Require publicly visible stable specifications for IANA registrations

[selfissued]

The COSE Header Parameter Registry in Section 15.2 describes the “specification” registration parameter as “This contains a pointer to the specification defining the header field (where public).” It’s not reasonable for people to be able reserve values in our registries without providing a publicly visible stable specification defining the meaning of the value. Please delete the “(where public)” and similar phrases such as “(if publicly available)” and “if one exists” from all the registries.

[jimsch]

You seem to have missed the entire purpose of the private registration section of the registry. The entire object is to allow for individuals and companies to register the usage of a code point and allow for it to be assigned specifically to that owner for a specific purpose. There are many reasons for not wanting to provide a specification for an item to the general public, including doing testing of some type.

Nothing should be done to address this issue except close it.

[selfissued]

If we were registering a plentiful resource, then I would agree with you, but there's a limited quantify of short integers, which is what we're talking about registering there. It's not too much to ask for a publicly visible specification saying what a value means so that it can be used in an interoperable manner in exchange for dedicating one of the rare small integers. For testing, private use values can be used from the <-65536 range, which needn't be registered, so the needs for private testing and private deployments would still be met.

[jimsch]

The range for first come, first serve, which is where I would expect this to be generally done, starts with the > 65536 range. The private range works for testing, but not for deployment except for closed systems. Numbers in the lower positive range could be issued on a early basis in which case the specification might not be immediately required. Again a case where the spec is not registered. There is no real shortage of points to register in and there would be more careful monitoring of the smaller number range.

[selfissued]

As far as I can tell, there was no action taken in response to this issue. I therefore request that either the action taken be pointed out so that it can be reviewed or the issue be reopened. Thank you.

At a minimum, I would suggest that the instructions to the designated experts be updated to incorporate a description of the number allocation discipline Jim suggests. In particular, the "careful monitoring of the smaller number range" should be described. I would think that this monitoring should include requiring a publicly visible specification as a condition for allocating this scarce resource.

[hannestschofenig]

Here are my thoughts on the topic Mike raised.

In summary, the COSE Header Parameter Registry contains an address space that is divided into different ranges (each with a different policy), namely: [I only focus on the integer values below.]

• 1 - 255: Standards Track Document required.
• 256 - 65535: Specification Required
• 65535>: first come, first served
• -1 to -65536: delegated to the "COSE Header Algorithm Label" registry.
• Integer values beyond -65536: private use.

I agree with Mike that we should require a publically available specification with some level of review. The First Come, First Served policy does not give us what we want. For this reason, I would get rid of the first come, first serve registry range and merge it with the Specification Required range. I believe we will increase interoperability when companies are not introducing random parameters but the bar with specification required is not that high either.

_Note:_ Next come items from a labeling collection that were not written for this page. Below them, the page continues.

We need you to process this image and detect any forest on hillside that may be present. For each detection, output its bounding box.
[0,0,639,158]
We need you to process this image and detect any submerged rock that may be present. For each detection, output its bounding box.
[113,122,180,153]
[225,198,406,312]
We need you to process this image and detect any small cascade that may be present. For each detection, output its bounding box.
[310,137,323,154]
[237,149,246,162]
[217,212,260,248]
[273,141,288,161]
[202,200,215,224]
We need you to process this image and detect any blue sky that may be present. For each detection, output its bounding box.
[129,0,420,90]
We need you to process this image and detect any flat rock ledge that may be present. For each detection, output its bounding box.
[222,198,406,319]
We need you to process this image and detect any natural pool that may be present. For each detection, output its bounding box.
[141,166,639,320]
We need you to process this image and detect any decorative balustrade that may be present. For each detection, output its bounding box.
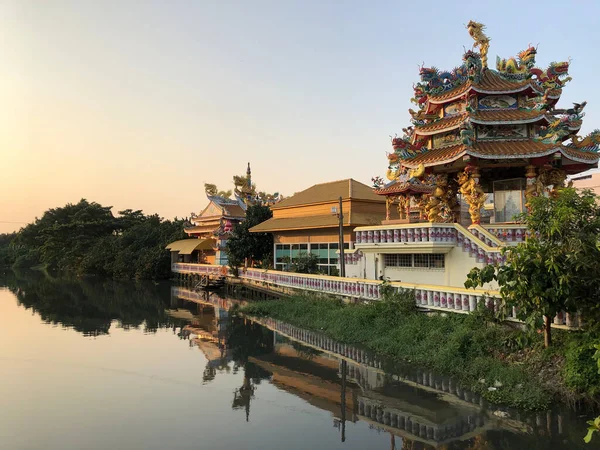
[354,223,504,264]
[171,263,223,275]
[172,264,581,328]
[482,223,527,244]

Additionally, I also don't like the idea of having a label be either an integer or a string. Why cannot we just use integers? This sounds like introducing options for no good reasons that just increase the implementation complexity.

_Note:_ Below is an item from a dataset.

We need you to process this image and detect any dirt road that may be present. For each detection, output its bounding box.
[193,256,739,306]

The text in the first paragraph of Section 16.2. "COSE Header Parameter Registry" of https://tools.ietf.org/html/draft-ietf-cose-msg-08#section-16.2 says: " The registery is to be created as Expert Review Required."

This is clearly wrong given the text that follows afterwards. I suggest that this sentence is removed.

[jricher]

Re-opening for further discussion.

[selfissued]

See the thread with Jim and I discussing this at https://mailarchive.ietf.org/arch/msg/cose/okLF3q9KvRg-FmacxJlJKCytJJE.

[selfissued]

If a message sent by your system to my system requires interoperability on the use of a code point, then it should be registered and a public description should be available of what it means, which is necessary for interoperability among non-affiliated parties.

Asking people to define what a code point means at the time it's being registered is by no means onerous.

Since this action has not been taken, it is incorrect to categorize this issue as "complete". Also, like other issues, it would be useful to have others weigh in beyond Jim and myself.

[jimsch]

If a message is sent from my system to your system and it is not required that you understand the attribute, then it is necessary that you do not define an attribute at the same code point and it is not necessary that you understand this code point.

Information that is company private should be able to remain company private and it should be able to be updated at any time by the company without having to publish new documents.

This is what this allows for and is a totally reasonable issue. This corresponds to using the public header parameter names defined in JOSE.